ValueError: The last dimension of the inputs to a Dense layer should be defined. Found None-CodePudding

I'm playing around a bit with Tensorflow 2.7.0 and its new TextVectorization layer. However, something does not work quite right in this simple example:

import tensorflow as tf
import numpy as np

X = np.array(['this is a test', 'a nice test', 'best test this is'])

vectorize_layer = tf.keras.layers.TextVectorization()
vectorize_layer.adapt(X)
emb_layer = tf.keras.layers.Embedding(input_dim=vectorize_layer.vocabulary_size() 1, output_dim=2, input_length=4)
flatten_layer = tf.keras.layers.Flatten()
dense_layer = tf.keras.layers.Dense(1)


model = tf.keras.models.Sequential()
model.add(vectorize_layer)
model.add(emb_layer)
model.add(flatten_layer)
#model.add(dense_layer)

model(X)

This works so far. I make ints out of words, embed them, flatten them. But if I want to add a Dense layer after flattening (i.e. uncomment a line), things break, and I get the error message from the question title. I even used the input_length parameter of the Embedding layer because the documentation says that I should specify this when using embedding->flatten->dense. But it just does not work.

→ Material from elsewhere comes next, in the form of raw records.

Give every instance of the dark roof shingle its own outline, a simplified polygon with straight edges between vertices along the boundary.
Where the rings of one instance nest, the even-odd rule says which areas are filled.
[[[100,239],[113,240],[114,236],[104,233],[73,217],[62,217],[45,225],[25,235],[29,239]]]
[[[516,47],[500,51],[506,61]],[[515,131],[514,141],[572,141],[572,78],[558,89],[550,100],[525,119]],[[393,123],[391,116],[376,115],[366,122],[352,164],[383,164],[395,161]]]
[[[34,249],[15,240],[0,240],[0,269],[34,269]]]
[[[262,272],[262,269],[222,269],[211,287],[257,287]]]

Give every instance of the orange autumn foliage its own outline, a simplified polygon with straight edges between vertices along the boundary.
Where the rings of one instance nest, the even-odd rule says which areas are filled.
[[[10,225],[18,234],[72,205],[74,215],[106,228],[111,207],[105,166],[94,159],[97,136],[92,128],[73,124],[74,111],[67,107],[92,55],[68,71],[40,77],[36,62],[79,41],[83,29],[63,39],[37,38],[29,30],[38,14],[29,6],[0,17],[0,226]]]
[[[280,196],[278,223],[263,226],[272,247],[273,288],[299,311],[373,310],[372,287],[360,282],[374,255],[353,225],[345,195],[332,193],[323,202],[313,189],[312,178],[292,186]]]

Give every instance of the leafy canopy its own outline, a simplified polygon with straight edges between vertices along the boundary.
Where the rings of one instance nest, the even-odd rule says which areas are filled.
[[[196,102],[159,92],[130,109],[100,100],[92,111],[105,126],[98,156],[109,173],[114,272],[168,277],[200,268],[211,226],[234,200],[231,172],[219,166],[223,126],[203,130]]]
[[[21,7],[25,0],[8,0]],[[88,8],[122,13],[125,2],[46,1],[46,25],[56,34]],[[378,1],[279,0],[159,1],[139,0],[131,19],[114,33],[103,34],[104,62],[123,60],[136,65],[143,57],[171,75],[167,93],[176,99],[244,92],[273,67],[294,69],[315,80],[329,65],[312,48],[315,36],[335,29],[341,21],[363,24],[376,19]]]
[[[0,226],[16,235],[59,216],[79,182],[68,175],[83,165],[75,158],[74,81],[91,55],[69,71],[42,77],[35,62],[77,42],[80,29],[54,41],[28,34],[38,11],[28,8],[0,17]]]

Do you know how I can get it to work using Flatten and not something like GlobalAveragePooling1D?

Thanks a lot!

CodePudding user response：

You need to define a max length for the sequences.

vectorize_layer = tf.keras.layers.TextVectorization(output_mode = 'int',
                                                    output_sequence_length=10)

If you check model.summary(), output shape of the TextVectorization will be (None, None).

First None indicates that model can accept any batch size, and the second one indicates that any sentence that is passed to TextVectorization will not be truncated or padded. So the output sentence can have variable length.

Example:

import tensorflow as tf
import numpy as np

X = np.array(['this is a test', 'a nice test', 'best test this is'])

vectorize_layer = tf.keras.layers.TextVectorization(output_mode = 'int')
vectorize_layer.adapt(X)

model = tf.keras.models.Sequential()
model.add(vectorize_layer)

model(np.array(['this is a test']))
>> <tf.Tensor: shape=(1, 4), dtype=int64, numpy=array([[3, 4, 5, 2]])>

model(np.array(['this is a longer test sentence']))
>> <tf.Tensor: shape=(1, 6), dtype=int64, numpy=array([[3, 4, 5, 1, 2, 1]])>

Redefining it:

vectorize_layer = tf.keras.layers.TextVectorization(output_mode = 'int',
                                                    output_sequence_length = 5)

model(np.array(['this is a longer test sentence']))
>> <tf.Tensor: shape=(1, 5), dtype=int64, numpy=array([[3, 4, 5, 1, 2]])>

model(np.array(['this is']))
>> <tf.Tensor: shape=(1, 5), dtype=int64, numpy=array([[3, 4, 0, 0, 0]])>

Defining output_sequence_length to a number will make sure the outputs' lengths are a fixed number.